Une société de production avait engagé « verbalement » un technicien dans le cadre de la production d’un film. Aucun contrat de travail écrit n’avait donc été signé, mais les parties s’accordaient pour qualifier cette relation de travail de contrat à durée déterminée d’usage dans le secteur de la production cinématographique.

 

Suite à des difficultés rencontrées pour la signature du contrat du comédien principal, le tournage du film a finalement été annulé. Se posait alors la question de la rupture du contrat de travail du technicien, et en conséquence de la durée dudit contrat. Selon l’employeur, le contrat prenait fin à la fin de la préparation du tournage, alors que le salarié revendiquait que le terme du contrat avait été fixé à la fin du tournage.

Selon l’employeur, il serait tout d’abord d’usage dans la profession d’établir des contrats distincts pour la préparation puis pour le tournage lui-même. Il soutenait également que la date du tournage n’avait cessé d’être reportée, et que l’émission de plusieurs bulletins de salaire pour un même mois démontrait le caractère ponctuel de l’intervention du salarié. Enfin, il ajoutait que, à supposer qu’il soit retenu que le contrat avait été conclu pour une période allant jusqu’à la fin du tournage, le fait que celui-ci n’ait pu avoir lieu retirait toute cause à l’obligation de l’employeur de paiement des salaires.

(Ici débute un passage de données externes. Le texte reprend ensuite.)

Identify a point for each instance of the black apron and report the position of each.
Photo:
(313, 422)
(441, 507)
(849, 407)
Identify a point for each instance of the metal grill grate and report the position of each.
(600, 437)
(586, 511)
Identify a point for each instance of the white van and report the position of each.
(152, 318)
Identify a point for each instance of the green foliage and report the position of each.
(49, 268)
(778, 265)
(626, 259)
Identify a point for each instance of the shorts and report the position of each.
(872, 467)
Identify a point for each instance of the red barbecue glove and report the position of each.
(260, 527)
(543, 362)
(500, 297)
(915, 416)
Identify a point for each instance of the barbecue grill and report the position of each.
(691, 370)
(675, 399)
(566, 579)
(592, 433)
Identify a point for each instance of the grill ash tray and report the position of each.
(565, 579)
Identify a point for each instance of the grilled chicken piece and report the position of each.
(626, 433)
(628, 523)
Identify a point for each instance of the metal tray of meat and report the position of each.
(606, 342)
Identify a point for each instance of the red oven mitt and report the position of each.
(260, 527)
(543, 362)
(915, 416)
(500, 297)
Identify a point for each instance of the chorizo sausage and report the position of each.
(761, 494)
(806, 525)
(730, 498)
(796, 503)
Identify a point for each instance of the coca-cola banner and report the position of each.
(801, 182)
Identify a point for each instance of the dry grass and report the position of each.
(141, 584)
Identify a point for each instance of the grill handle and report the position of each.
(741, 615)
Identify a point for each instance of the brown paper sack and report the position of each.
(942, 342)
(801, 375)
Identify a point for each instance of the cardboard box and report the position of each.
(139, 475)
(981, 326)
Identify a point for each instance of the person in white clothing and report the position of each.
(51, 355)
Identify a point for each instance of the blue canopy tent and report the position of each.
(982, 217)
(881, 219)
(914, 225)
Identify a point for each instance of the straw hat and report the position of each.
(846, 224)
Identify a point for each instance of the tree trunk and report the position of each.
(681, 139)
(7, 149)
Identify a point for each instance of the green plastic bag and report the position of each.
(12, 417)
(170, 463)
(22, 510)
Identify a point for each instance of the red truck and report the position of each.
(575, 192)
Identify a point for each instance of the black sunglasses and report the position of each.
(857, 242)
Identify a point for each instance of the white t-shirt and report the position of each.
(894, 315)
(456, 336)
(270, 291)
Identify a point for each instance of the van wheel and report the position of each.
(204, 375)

Le salarié expliquait quant à lui que la société de production lui avait remis plusieurs plannings de travail précisant les dates de début et de fin de son intervention, et que son information régulière des reports du tournage démontrait l’intention de la société de le faire travailler sur le tournage. Il rappelait enfin que la mensualisation de la rémunération ne s’applique pas aux intermittents du spectacle, et que l’attestation employeur mensuelle (AEM) délivrée tous les mois ne contenait que des informations déclarées par l’employeur et ne représentait donc pas l’intention commune des parties.

La Cour d’appel de Paris a finalement considéré que l’intention commune des parties étaient de signer un contrat dont la durée s’étendait jusqu’à la fin du tournage du film, et non jusqu’à la fin de la préparation de celui-ci. Elle observe notamment que les dates renseignées par l’employeur sur les AEMs ne permettent pas de fixer le terme du contrat dès lors qu’elles sont délivrées mensuellement, peu important la durée du contrat de travail, et que la date de fin de contrat qui y est mentionnée n’est qu’une déclaration de l’employeur postérieurement à la signature du contrat. Elle ne permet donc pas de déterminer la volonté commune des parties au moment de la signature du contrat.

La Cour d’appel donne également raison au salarié sur le fait que la délivrance de plusieurs bulletins de salaires sur une période inférieure au mois ne renseigne pas sur la durée du contrat, étant donné que la mensualisation ne s’applique pas aux intermittents.

Les juges rejettent aussi le prétendu usage invoqué par l’employeur, puis s’appuient sur divers documents versés aux débats par le salarié pour déterminer la durée du contrat. Sont notamment pris en compte la liste technique du film mentionnant le salarié dans « l’équipe préparation et tournage », et les différents emails envoyés par la production au salarié relatifs aux reports des dates du tournage avant que celui-ci ne soit finalement annulé.

La Cour d’appel considère enfin que l’annulation du tournage ne fait pas disparaitre la cause du contrat, qui s’apprécie au moment de sa formation. Elle rappelle que l’employeur est dès lors tenu de fournir au salarié la prestation de travail pour laquelle il a été embauché, et de payer les salaires convenus.

En conséquence, la Cour a retenu que l’employeur était tenu de verser des dommages et intérêts d’un montant au moins égal aux rémunérations que le salarié aurait dû percevoir jusqu’au terme de son contrat de travail.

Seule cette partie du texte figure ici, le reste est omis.